We’ve explored a respectable swath of the eateries in Seattle these past six months, everything from food truck vendors to lunch counters, bakers, a chocolate factory, and German tavern fare. We’ve also pursued ethnic food from local Indian buffets to authentic Chinese food and Ethiopian shared plates (injera, mmm). So we jumped at the chance to have dinner at an upscale classic French restaurant, Le Gourmand in Ballard. Susanne made our reservation, since attempting to dine there as a walk-in is a long shot at best, and we drove over on a typically cold, rainy early winter Seattle evening.

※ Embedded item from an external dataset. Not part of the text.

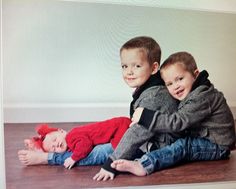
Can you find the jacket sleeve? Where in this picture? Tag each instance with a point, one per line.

The room was done in shades of white, with accents of color and whimsy dotted throughout, the most notable of which were puppets on the wall and which I was glad to have been seated in such a way that I did not face them. I suppose I’m easily distracted, and given how most of the food tasted, I was happy for the opportunity not to defray my attention.
Le Gourmand has a tasting menu for a reasonable price, but that wasn’t our mood that night, so we went with a less robust approach, sharing an appetizer and each eating our own entree. We began with sheep cheese blintzes, served neatly side by side and mingled with a fresh burst of chive and butter. The restaurant was ahead of the curve of locavorism and sustainably grown or produced food, and this is only evident now in that they don’t overtout this distinction. The blintzes disappeared quickly, as they were perfectly crisped on the outside while warmed through.
We’d each chosen a different glass of wine, and while we were disappointed not to see any Oregon pinot noir on the list (Susanne’s favorite, which they had a little of by the bottle), I was more than pleased with a Vincent Girardin from Bourgogne.
We looked around at the other diners, and were a little perplexed at the mix of people who’d joined us at this hour. An older couple, the woman bedecked in a hand-knit Christmas sweater, who seemed to be regulars. A young couple on a romantic encounter who spoke very little to each other, out of awe or something else, and a very loud, chatty woman who arrived on the arm of a man and who wore a to-the-floor length fur coat. It is a brave or ignorant soul who walks the streets of a lefty, PETA-loving city like Seattle in a coat that furry. Or maybe she owns stock in a red paint removal company, I’m not sure.
Service was slow, as there was one waiter for the restaurant. We didn’t mind so much, because the appetizer had lulled us into a persistent state of comfortation. We took rolls served to us that had no fancified presentation whatsoever, and I appreciated the non-pretentiousness of them.
Susanne received a warm plate of roast rabbit leg and loin, served underneath a rustic chop of chanterelle mushrooms, which I imagine grow very well in the west side rainforest. The rabbit was as tender as rabbit gets, and the mushroom sauce earthy and nutty, just as it should be. I’d ordered beef tenderloin served with a thumb of marrow and in a cabernet-pressings sauce, which paired beautifully with my wine. The meat was a touch more cooked than I would have expected with an order for medium-rare, but it was still buttery in texture, and the sauce did a good job of standing out on its own but not wrestling with the flavor of the prime cut of meat.
I’d waffled between the tenderloin and the lamb dish, which changes nightly and was that evening a roast shank. I have a shank preparation recipe I make all the time, so while I’m sure this would have been different—and by different I include “better” in my meaning—I wanted to eat something I don’t typically buy for myself. My only less than positive response about the plate itself was the celeriac, but I’m not a fan of that even on its best day.
Where Le Gourmand seemed to phone it in was with the vegetables, winter kale and cabbage, and red potatoes, all steamed with butter and salt. I have nothing against butter and salt in theory—we just bought fancy black lava flake salt this weekend—but all of the diners were served this vegetable preparation, no matter their entree order. While I also appreciate season-specific food, I imagine a sous chef in the back room can come up with something more interesting for kale, which to me is as versatile as chicken as holding a sauce and not upstaging its friends.
We ended the evening without getting dessert, and perhaps we owed the restaurant a hungrier appetite than we brought with us, but the meal was delightful, and our server was about as enthusiastic as he could be without a ton of TGIF flair buttons on a pair of red suspenders. And by that I mean he was informative, cheery, and authentically interested in us having a good experience.
We appreciated Le Gourmand, and give it two thumbs up for meat eaters. Vegetarians, unfortunately, need not apply. But if any herbivores are considering going over to the dark side, there is a beef tenderloin out there for you.